Pezizales Study

Since I began studying fungi in 2019 I have been drawn towards the Ascomycetes. The spores packaged neatly in its asci and the paraphyses nesting around providing color and protection, just makes sense in my brain. I like looking at those small microscopic worlds fanning out in squash mounted slides so I can take spore measurements. I also have a real knack for finding the little black cups or micro colonies of tiny Ascomycetes fruiting on rotting logs.

In 2020, I applied to have some of my fungi collection sequenced through the Fungal Diversity Survey (FunDiS). They offered sequencing at a low cost and I was able to afford to send in 7 of my samples. Most of the fungi I sent in were Ascomycetes. I was curious about some fungi I could not identify and others I knew. Because Ascomycetes can be more difficult to sequence, FunDiS forwarded my samples to Rosanne Healey at the University of Florida. She and her team are working on a Pezizales Study to sort out this huge Order. One of their aims was to utilize the community scientists to help them collect for their study. That is how I became involved.

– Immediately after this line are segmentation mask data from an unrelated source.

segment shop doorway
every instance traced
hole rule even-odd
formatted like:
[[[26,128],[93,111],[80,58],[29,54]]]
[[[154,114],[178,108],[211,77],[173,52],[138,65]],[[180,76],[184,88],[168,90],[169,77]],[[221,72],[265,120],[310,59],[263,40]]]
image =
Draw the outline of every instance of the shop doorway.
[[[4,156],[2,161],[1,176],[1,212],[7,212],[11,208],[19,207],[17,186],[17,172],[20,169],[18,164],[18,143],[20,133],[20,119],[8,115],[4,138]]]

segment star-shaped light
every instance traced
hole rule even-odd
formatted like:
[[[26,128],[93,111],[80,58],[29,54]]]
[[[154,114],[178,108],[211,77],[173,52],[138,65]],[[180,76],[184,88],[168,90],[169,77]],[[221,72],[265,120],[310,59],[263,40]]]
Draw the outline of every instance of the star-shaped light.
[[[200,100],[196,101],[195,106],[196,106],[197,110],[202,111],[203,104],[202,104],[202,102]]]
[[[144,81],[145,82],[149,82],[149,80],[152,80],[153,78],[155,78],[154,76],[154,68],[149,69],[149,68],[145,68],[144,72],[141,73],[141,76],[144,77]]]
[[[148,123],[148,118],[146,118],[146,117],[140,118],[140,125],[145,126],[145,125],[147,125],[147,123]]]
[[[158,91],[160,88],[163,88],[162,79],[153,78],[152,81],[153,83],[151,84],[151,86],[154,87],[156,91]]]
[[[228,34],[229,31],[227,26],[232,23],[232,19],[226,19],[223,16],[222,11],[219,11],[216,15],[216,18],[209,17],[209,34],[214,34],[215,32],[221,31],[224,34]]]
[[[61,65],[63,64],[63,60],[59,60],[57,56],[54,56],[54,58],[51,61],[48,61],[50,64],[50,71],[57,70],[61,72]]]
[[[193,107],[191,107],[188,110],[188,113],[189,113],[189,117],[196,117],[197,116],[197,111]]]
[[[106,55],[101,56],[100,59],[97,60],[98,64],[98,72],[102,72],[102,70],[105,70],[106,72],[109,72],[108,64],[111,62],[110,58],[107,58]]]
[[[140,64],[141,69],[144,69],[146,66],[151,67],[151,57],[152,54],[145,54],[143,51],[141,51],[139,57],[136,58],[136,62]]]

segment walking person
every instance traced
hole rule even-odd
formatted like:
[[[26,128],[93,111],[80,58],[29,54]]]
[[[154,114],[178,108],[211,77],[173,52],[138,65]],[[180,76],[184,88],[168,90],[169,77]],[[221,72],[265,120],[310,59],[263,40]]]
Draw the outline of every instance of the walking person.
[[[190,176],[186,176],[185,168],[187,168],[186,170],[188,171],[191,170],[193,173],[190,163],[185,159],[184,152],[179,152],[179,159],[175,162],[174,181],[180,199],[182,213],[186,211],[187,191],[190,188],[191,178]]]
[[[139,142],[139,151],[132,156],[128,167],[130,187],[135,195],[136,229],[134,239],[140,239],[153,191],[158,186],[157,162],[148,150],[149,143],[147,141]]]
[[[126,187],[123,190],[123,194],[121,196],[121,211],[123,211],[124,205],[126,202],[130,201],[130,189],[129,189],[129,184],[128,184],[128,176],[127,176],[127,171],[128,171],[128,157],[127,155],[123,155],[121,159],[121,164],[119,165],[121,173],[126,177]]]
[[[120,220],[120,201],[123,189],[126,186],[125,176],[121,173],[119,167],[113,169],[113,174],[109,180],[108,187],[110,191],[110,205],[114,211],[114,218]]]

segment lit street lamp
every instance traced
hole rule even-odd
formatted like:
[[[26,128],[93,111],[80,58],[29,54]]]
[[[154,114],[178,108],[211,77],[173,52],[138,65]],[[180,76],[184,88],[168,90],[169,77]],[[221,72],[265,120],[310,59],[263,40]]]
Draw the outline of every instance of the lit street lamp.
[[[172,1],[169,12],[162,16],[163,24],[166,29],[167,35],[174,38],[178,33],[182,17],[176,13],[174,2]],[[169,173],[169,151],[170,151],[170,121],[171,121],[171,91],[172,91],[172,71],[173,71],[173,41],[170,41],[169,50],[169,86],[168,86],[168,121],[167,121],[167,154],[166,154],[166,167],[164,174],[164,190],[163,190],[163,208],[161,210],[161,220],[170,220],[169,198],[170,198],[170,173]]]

Since 2020, I have sent over in almost 100 specimens to be sequenced for this study. I go out to the woods every chance I get and begin the long process of collecting for a vouchered specimen. To collect specimens, I start with the equipment I need. This is my camera, a partitioned plastic box, a ruler, pen and notebook, and my mushroom basket filled with new waxed paper bags. Most of the Pezizales are small and fit well in the partitioned box, but occasionally I come across giant ascomycetes like Gyromitra and Morchella that don’t fit in that box. For those larger specimens I use waxed paper bags.

When I collect fungi I first take photos of the mushroom in its natural habitat. Then I look around for other specimens so I can take a photo of multiple specimens at different angles in one photo. For instance, I will place mushroom to show it abhymenium surface and stipe next to one where you can see the hymenium surface. Then I step back and take a photo of the habitat I am in. I always make sure there are cones from the tree in the photograph so we can determine what nearby tree species are in the area. Habitat is just as important as the fungi.

Collecting the fungi to preserve till I can get home to my lab is my next goal. I will gather as much mushroom as possible being careful to dig down and look for buried stipes and rhizoids that may be attached. Then I take off as much dirt as possible and place these specimens together in a partitioned box. I make sure not to jolt the box around too much during transportation and never leave it in a hot car. As soon as I get home I place the box in my refrigerator while I work on sectioning specimens to mount on slides.

Microscopy is such an important part of the identification process for mushrooms. Often one of the only ways to tell what kind of mushroom you have is to look at the shape and size of the spores. When I section the mushroom and mount it on a slide, I use DI water first to observe what I have. Then after I take a few photos using my microscope camera, I use reagents like Melzer’s to see if there is any amyloid reaction. One of the most amazing reactions I have ever seen was in the Sarcoscypha coccinea as the Melzer’s touched the surface of the bright red paraphyses they turned dark green.

After finding, collecting, describing, microscopy and photographing, everything has to be uploaded to iNaturalist. I create an observation for each new specimen I find and do my best to add everything above to the observation. My Observations take hours to complete over several days and then at least 6 months to get results from a DNA sequence. I am always adding new information to them and I find that discussing fungi in the comments on iNaturalist is by far my favorite form of social media.

Next I begin the delicate process of taking fresh samples of fungi and placing them in tubes. For this, I start by lighting my alcohol lamp and disinfect all of my equipment like tweezers, razor blades and plates. It is very important not to cross contaminate the samples, so between each cut, I disinfect again. After placing the fresh material in the tube, I label it with a labeling system and write it in my moleskin notebook. This is the first place this information gets recorded. Then the remaining fungi gets dried and stored with notes in a sealed box in my freezer. I collect and store these fungi for a couple months then send them off to get sequenced. To mail them off, I have to submit the iNaturalist ID, a spreadsheet with all of the samples clearly labeled and send the dried and vouchered specimens. It usually takes me a week to get all of that ready to go.

There have been lots of very interesting finds over the years but one of the most exciting might be this new Gyromitra I found. I have found other new species and am so excited to have discovered them. But this may be my first opportunity to describe and name a new mushroom. I hope to be able to be a part of the journey of naming each of the fungi I have found.

This is just the beginning for me as I continue to pursue what it means to be a community mycologist. I spend a lot of my time with my nose in books and surrounding myself with much smarter and talented people than me. I hope to continue to learn and grow and being a part of the Pezizales Study has pushed me in ways that I never knew were possible.

I encourage everyone to become a community scientist at their level. Start by taking great photos of the fungi you find and uploading them to iNaturalist. Then get involved in the national projects like FunDiS Rare Challenges. Those are excellent ways to make a difference in documenting the biodiversity of fungi.